Fidler Mary J, Argiris Athanassios, Patel Jyoti D, Johnson David H, Sandler Alan, Villaflor Victoria M, Coon John, Buckingham Lela, Kaiser Kelly, Basu Sanjib, Bonomi Philip
Rush University Medical Center, Chicago, Illinois 60612, USA.
Clin Cancer Res. 2008 Apr 1;14(7):2088-94. doi: 10.1158/1078-0432.CCR-07-4013.
Celecoxib, a cyclooxygenase-2 (COX-2) inhibitor, potentiates antitumor effects of erlotinib in preclinical studies, and COX-2 is frequently expressed in non-small cell lung cancer (NSCLC). With these observations, we designed a phase II trial to evaluate the efficacy and safety of erlotinib plus celecoxib in advanced NSCLC.
Previously treated stage IIIB/IV NSCLC patients were given celecoxib at 400 mg orally twice daily and erlotinib at 150 mg orally daily until disease progression. Planned accrual was 40 patients. Tissue was collected for epidermal growth factor receptor (EGFR) analysis and COX-2 immunohistochemistry.
Twenty-six patients were enrolled (17 men, 9 women; median age, 66 years). Eighteen and 21 patients had tissue available for EGFR analysis and COX-2 immunohistochemistry, respectively. The median progression-free survival (PFS) and overall survival were 2.0 and 9.2 months, respectively. Eleven of 21 patients tested had increased tumor COX-2 expression, which was strongly associated with prolonged PFS (P=0.048). Four patients on anticoagulation or with a history of peptic ulcer disease had grade 3/grade 4 upper gastrointestinal bleeding (GIB), prompting early study closure. Three patients with GIB had endoscopy that found peptic ulcers.

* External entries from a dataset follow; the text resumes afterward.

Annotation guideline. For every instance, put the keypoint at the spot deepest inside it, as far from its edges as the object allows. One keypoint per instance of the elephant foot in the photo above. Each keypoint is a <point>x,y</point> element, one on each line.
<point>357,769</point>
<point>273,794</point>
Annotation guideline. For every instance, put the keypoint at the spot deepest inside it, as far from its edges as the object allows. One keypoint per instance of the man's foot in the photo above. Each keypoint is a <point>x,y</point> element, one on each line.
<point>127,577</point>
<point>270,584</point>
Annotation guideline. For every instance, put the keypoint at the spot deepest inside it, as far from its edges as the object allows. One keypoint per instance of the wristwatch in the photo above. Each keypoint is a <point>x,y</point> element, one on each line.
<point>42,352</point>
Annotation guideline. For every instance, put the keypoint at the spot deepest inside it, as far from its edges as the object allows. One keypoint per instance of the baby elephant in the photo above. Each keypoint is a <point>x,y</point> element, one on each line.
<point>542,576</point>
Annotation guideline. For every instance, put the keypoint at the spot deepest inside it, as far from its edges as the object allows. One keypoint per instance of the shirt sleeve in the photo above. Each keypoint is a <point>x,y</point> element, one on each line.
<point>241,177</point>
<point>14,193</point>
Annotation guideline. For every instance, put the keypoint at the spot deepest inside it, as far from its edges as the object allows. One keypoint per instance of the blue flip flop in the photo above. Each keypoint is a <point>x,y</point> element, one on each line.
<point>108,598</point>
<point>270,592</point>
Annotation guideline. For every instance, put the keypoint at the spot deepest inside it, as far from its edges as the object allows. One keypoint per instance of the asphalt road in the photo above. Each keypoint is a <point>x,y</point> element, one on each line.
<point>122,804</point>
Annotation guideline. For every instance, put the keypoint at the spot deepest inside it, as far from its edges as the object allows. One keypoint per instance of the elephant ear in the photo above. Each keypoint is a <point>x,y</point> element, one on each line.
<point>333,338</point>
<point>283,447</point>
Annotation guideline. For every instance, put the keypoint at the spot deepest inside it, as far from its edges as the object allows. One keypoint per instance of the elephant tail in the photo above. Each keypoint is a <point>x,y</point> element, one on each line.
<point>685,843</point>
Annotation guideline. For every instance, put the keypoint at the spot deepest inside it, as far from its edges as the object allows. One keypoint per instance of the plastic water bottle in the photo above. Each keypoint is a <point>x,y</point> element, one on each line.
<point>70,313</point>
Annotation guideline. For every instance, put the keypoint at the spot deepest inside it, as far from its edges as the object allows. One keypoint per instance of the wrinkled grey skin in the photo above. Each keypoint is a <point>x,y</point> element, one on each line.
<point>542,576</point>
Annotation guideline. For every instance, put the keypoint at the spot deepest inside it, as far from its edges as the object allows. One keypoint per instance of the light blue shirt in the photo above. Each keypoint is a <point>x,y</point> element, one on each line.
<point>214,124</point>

The combination of erlotinib and celecoxib does not seem superior to erlotinib alone in unselected patients. However, longer PFS with high-tumor COX-2 expression suggests that trials of EGFR and COX-2 inhibitors may be warranted in this patient subset. GIB observed in our trial supports excluding patients with a history of peptic ulcer disease or those requiring therapeutic anticoagulation from future EGFR and COX-2 inhibitor studies.
塞来昔布是一种环氧化酶-2(COX-2)抑制剂,在临床前研究中可增强厄洛替尼的抗肿瘤作用,且COX-2在非小细胞肺癌(NSCLC)中常呈高表达。基于这些观察结果,我们设计了一项II期试验,以评估厄洛替尼联合塞来昔布治疗晚期NSCLC的疗效和安全性。
既往接受过治疗的IIIB/IV期NSCLC患者,每天口服两次400mg塞来昔布和每天口服150mg厄洛替尼,直至疾病进展。计划入组40例患者。收集组织用于表皮生长因子受体(EGFR)分析和COX-2免疫组化。
共入组26例患者(17例男性,9例女性;中位年龄66岁)。分别有18例和21例患者的组织可用于EGFR分析和COX-2免疫组化。中位无进展生存期(PFS)和总生存期分别为2.0个月和9.2个月。21例接受检测的患者中有11例肿瘤COX-2表达增加,这与延长的PFS密切相关(P=0.048)。4例接受抗凝治疗或有消化性溃疡病史的患者发生3/4级上消化道出血(GIB),促使研究提前结束。3例发生GIB的患者经内镜检查发现消化性溃疡。
在未筛选的患者中,厄洛替尼联合塞来昔布似乎并不优于单用厄洛替尼。然而,高肿瘤COX-2表达患者的PFS更长,提示在这一患者亚组中进行EGFR和COX-2抑制剂联合试验可能是必要的。我们试验中观察到的GIB支持在未来的EGFR和COX-2抑制剂研究中排除有消化性溃疡病史或需要治疗性抗凝的患者。